I'm currently running dtas-player with RTL to play music and it
seems fine https://80x24.org/dtas/

Thanks.

Disclaimer: I do not use proprietary software (including JS) or
GUI browsers; so I use "git fetch vnmakarov" and other
normal git commands to fetch your changes after having the following
entry in .git/config:

[remote "vnmakarov"]
	fetch = +refs/heads/*:refs/remotes/vnmakarov/*
	url = https://github.com/vnmakarov/ruby.git

Updated by vmakarov (Vladimir Makarov) almost 8 years ago

normalperson (Eric Wong) wrote:

wrote:

https://github.com/vnmakarov/ruby/compare/rtl_mjit_branch_base...rtl_mjit_branch

I've only taken a light look at it; but I think RTL seems
interesting promise. I needed the following patch to remove
"restrict" to compile on Debian stable:

https://80x24.org/spew/20170408231647.8664-1-e@80x24.org/raw

I also noted some rubyspec failures around break/while loops which
might be RTL related (make update-rubyspec && make test-rubyspec):

https://80x24.org/spew/20170408231930.GA11999@starla/

(The Random.urandom can be ignored since you're on an old version)

Thank you for your feedback, Eric. I'll work on issues you found.

So far I spent about 80% of my MRI efforts on RTL. But probably it was because of the learning curve. I did not try RTL on serious Ruby applications yet. On small benchmarks, I got from 0% to 100% (for a simple while loop) improvement. I'd say the average improvement could be 10%. MRI has too many calls on which majority of time spent. So savings on less insn dispatching and memory traffic have a small impact. In some cases RTL can be even worse. For example, o.m(a1, a2, a3) has the following stack insns and RTL insns:

  push <o index>
  push <a1 index>
  push <a2 index>
  push <a3 index>
  send <callinfo> <cache>
  loc2temp -2, <a1 index>
  loc2temp -3, <a2 index>
  loc2temp -4, <a3 index>
  call_recv <call data>, <o index>, -1

RTL insns are 18% longer for this example. I am going to investigate what the overall length of executed stack insns vs RTL insns when I resume my work on the project.

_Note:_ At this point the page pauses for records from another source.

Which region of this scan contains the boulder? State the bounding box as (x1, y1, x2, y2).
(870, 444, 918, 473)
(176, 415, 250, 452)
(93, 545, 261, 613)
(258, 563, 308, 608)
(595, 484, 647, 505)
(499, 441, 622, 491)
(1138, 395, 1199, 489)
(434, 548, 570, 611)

I haven't tried JIT, yet, as I'm already unhappy with current
Ruby memory usage; but if RTL alone can provide small speed
improvements without significant footprint I can deal with it.

I believe there would be no additional footprint for RTL insn or there would an insignificant increase (1-2%).

JIT is ready only for small benchmarks right now. My big worry is in using exec wrapper when we go from JITed code execution to interpreted code execution to another JITed code and so on. It might increase stack usage. But I am going to work on removing exec wrapper usage in some cases.

If you are not happy with the current MRI memory footprint, you will be definitely unhappy with any JIT because their work will require much more peak memory (at least in order of magnitude) than the current MRI footprint.

But I think with my approach I can use much less memory and CPUs (JITs might require more CPU usage because of the compilations) than jruby or Graal. My JIT will also have no startup delay which is huge for jruby and Graal. Still achieving a better performance (wall clock execution) should be the first priority of my JIT project.

By the way, I forgot to mention that my approach also opens a possibility in future to distribute gems in C code without binaries and it might help gems portability.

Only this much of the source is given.